On Fri, 2008-03-21 at 15:23 +0430, Behdad Esfahbod wrote:
> Hi all,
> 
> So here's my short note trying to clear up some confusion spread over
> this thread.
> 
> I need to back up a bit:  When the FTLayout code was orphaned by
> FreeType, both Pango and Qt made internal copies on it.  Then a couple
> years ago I worked with Qt developers (Lars and Simon) and merged the
> code back together and we dumped it in a shared repo on fd.o, for the
> sake of sharing and not diverging again.  For a long while, there was
> even no build system.  No nothing.  Just a piece of code that is not
> really useful on its own.  Then Qt added their shaper stuff to it and
> made it look like kind of a standalone project.
> 
> As for examples, there's Qt, and there's Pango.  I imagine no one had a
> hard time figuring out that those two successfully use HarfBuzz.  If you
> want a 100 line sample, sorry, no such thing exists, and without the
> shaper API (that Pango doesn't use), can never exist.  Some things are
> just not that simple.  You need at least 200 lines of glue code to drive
> HarfBuzz with FreeType...
> 
> As for HarfBuzz developers not expecting other projects to use HarfBuzz,
> that's wrong too.  We want to make HarfBuzz the single one shaping
> solution on Free Software systems.  That's why we are totally rewriting
> it with sane APIs and what not.
> 
> And for people demanding that us more clearly say on the wiki page that
> it's not for them, I couldn't put it any more clear there: "There are no
> releases available for download yet, and currently there are no releases
> scheduled, as the main audience of the code is developers of text
> rendering engines and currently the recommended way to use the code is
> to copy it into your project."  The license also says:
> THE COPYRIGHT HOLDER SPECIFICALLY DISCLAIMS ANY WARRANTIES, INCLUDING,
> BUT NOT LIMITED TO, THE IMPLIED WARRANTIES OF MERCHANTABILITY AND
> FITNESS FOR A PARTICULAR PURPOSE.  THE SOFTWARE PROVIDED HEREUNDER IS
> ON AN "AS IS" BASIS, AND THE COPYRIGHT HOLDER HAS NO OBLIGATION TO
> PROVIDE MAINTENANCE, SUPPORT, UPDATES, ENHANCEMENTS, OR MODIFICATIONS."

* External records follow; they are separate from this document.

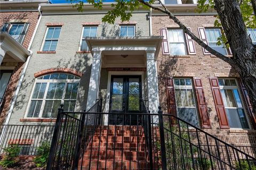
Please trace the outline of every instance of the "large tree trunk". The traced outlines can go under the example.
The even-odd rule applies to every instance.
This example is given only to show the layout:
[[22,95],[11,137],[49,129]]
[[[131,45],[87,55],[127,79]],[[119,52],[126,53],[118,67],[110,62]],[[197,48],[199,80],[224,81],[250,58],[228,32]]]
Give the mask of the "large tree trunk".
[[236,0],[214,0],[235,64],[249,95],[253,111],[256,114],[256,46],[246,31],[239,4]]

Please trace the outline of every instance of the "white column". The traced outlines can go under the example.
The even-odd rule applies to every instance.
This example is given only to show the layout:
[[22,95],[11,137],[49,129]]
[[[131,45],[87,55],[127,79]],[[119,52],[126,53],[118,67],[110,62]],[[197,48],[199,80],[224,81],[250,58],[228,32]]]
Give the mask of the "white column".
[[6,51],[3,49],[2,47],[0,47],[0,64],[2,63],[3,60],[4,59],[4,55],[5,55],[5,53]]
[[101,70],[101,52],[93,52],[89,90],[87,99],[86,111],[90,109],[99,98],[100,71]]
[[158,88],[155,52],[155,51],[146,51],[148,104],[151,114],[157,114],[158,107]]

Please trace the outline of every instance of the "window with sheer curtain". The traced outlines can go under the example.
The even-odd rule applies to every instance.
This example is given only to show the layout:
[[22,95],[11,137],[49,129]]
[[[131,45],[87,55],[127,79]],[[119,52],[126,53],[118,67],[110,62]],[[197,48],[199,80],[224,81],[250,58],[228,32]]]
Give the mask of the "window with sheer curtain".
[[231,128],[249,128],[235,79],[219,79],[221,96]]
[[80,78],[55,73],[36,79],[27,113],[28,118],[55,118],[61,103],[67,111],[74,111]]
[[174,78],[175,101],[178,116],[199,127],[195,94],[190,78]]

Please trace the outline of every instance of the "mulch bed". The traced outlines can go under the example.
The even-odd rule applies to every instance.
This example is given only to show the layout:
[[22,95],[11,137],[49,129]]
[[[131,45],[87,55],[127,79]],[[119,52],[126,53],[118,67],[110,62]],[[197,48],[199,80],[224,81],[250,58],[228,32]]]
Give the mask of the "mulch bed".
[[44,170],[45,168],[38,168],[36,166],[34,163],[30,160],[26,160],[25,161],[19,163],[16,166],[12,168],[4,168],[0,166],[0,169],[3,170]]

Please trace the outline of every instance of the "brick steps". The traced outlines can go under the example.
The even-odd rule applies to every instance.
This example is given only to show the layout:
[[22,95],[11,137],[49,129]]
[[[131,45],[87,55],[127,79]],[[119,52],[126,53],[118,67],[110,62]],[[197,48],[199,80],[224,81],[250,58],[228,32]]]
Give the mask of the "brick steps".
[[79,168],[150,169],[149,163],[146,158],[147,155],[142,129],[137,126],[98,127],[83,153],[83,159],[79,161]]

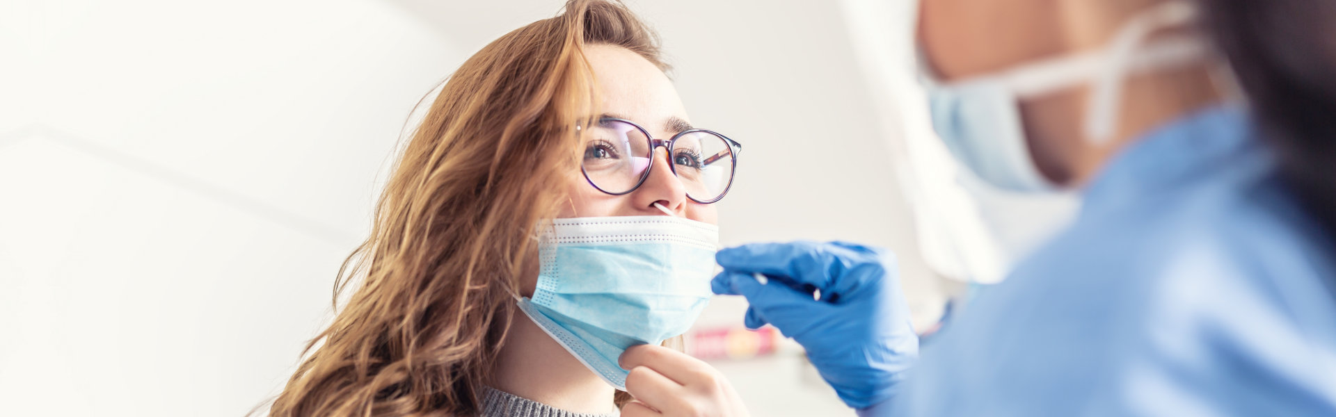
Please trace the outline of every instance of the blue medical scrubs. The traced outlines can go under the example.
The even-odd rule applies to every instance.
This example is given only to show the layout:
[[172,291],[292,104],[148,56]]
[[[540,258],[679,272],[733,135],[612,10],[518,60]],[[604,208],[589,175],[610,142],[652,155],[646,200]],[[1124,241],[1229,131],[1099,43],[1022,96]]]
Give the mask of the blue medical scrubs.
[[1336,246],[1248,116],[1117,156],[863,416],[1336,416]]

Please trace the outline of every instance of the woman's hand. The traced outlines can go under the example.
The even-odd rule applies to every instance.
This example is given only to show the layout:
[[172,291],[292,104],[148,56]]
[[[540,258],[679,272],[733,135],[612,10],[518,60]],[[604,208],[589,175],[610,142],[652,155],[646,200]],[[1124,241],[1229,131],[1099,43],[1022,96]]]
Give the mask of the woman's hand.
[[747,416],[733,386],[713,366],[663,346],[627,349],[619,360],[629,369],[627,392],[635,401],[621,406],[623,417]]

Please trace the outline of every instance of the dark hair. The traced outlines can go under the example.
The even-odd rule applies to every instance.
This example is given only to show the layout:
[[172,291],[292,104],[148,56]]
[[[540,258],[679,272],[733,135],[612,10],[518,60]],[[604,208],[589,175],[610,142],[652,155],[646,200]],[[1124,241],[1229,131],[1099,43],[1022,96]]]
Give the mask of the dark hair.
[[1336,0],[1201,0],[1281,176],[1336,239]]

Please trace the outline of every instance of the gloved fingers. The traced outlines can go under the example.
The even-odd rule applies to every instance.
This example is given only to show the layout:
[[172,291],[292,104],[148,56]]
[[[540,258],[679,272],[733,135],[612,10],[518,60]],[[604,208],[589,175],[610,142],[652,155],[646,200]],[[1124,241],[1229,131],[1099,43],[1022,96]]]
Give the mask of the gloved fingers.
[[743,325],[745,325],[748,330],[760,329],[766,326],[766,318],[762,318],[756,309],[747,307],[747,315],[743,317]]
[[786,335],[794,335],[828,315],[828,303],[812,299],[811,294],[799,293],[786,285],[771,281],[760,283],[752,274],[729,274],[735,294],[747,298],[749,306],[744,323],[748,329],[759,329],[770,323]]
[[[783,277],[780,279],[794,287],[815,287],[838,298],[852,295],[895,273],[895,259],[888,251],[846,242],[741,245],[720,250],[715,261],[725,271]],[[860,273],[852,274],[854,270]]]

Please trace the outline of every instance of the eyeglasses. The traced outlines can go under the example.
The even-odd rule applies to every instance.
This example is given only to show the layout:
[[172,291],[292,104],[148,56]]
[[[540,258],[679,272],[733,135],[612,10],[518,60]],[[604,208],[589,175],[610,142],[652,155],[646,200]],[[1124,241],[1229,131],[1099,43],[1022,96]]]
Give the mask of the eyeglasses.
[[660,140],[631,120],[599,119],[584,135],[580,171],[599,191],[628,194],[649,178],[655,148],[660,146],[668,150],[668,167],[687,188],[687,198],[709,204],[728,194],[743,146],[703,128]]

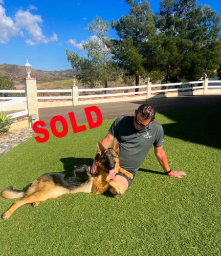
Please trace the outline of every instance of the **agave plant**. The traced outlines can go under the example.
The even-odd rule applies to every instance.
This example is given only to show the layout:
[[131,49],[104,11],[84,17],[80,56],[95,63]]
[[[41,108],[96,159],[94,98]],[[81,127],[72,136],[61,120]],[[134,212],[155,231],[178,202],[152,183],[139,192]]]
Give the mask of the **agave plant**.
[[12,116],[7,116],[3,112],[0,113],[0,134],[7,133],[14,120],[10,119]]

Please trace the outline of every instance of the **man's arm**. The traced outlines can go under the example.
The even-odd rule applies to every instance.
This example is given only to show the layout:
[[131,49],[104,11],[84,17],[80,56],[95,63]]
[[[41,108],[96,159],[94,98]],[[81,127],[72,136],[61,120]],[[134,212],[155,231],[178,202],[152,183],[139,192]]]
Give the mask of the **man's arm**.
[[[102,139],[101,144],[105,148],[107,148],[113,139],[114,136],[113,136],[110,134],[108,133],[106,137]],[[97,174],[98,172],[97,166],[96,164],[95,160],[94,160],[91,168],[91,173],[93,174]]]
[[[163,146],[161,146],[159,147],[154,146],[154,149],[155,156],[157,157],[159,162],[164,172],[166,173],[170,170],[170,168],[168,163],[167,157]],[[182,178],[183,176],[186,176],[186,174],[185,172],[174,171],[171,172],[168,175],[174,178]]]

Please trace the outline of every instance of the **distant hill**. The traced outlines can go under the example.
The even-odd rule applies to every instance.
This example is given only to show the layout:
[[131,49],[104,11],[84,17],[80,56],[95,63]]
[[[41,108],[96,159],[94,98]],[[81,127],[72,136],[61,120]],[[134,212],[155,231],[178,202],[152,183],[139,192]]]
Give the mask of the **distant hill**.
[[[36,77],[38,83],[51,82],[65,79],[73,78],[77,71],[67,69],[54,71],[32,70],[31,76]],[[24,78],[27,76],[24,67],[10,64],[0,64],[0,76],[6,76],[14,81],[15,85],[24,83]]]

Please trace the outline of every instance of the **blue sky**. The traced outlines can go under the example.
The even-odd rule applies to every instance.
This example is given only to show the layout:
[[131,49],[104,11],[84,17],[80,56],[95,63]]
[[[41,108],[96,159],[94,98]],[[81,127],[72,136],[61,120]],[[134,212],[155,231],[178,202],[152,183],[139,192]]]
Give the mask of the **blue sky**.
[[[160,0],[149,1],[153,12]],[[198,1],[221,14],[218,0]],[[96,15],[110,22],[128,13],[124,0],[0,0],[0,63],[24,66],[26,59],[35,69],[71,68],[66,49],[81,55],[81,42],[93,36],[87,29]],[[110,30],[110,36],[117,35]]]

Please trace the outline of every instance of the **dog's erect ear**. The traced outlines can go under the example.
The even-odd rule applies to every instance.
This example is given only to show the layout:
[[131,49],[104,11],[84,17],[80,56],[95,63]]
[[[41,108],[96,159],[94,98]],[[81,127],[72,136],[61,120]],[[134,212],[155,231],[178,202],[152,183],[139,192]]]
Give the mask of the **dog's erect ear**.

> Or is reading licenses not cool anymore?
> 
> The part about someone asking us to do Apple Events because he doesn't
> know how to do it was so outrageous.  But I think I can ignore this
> thread and go back to finishing my layout engine rewrite.
> 
> Yes, I'm a bit pissed off having to spend my vacation time here in Iran
> replying to this...
> 
> behdad
> 
-- 
behdad
http://behdad.org/

"Those who would give up Essential Liberty to purchase a little
 Temporary Safety, deserve neither Liberty nor Safety."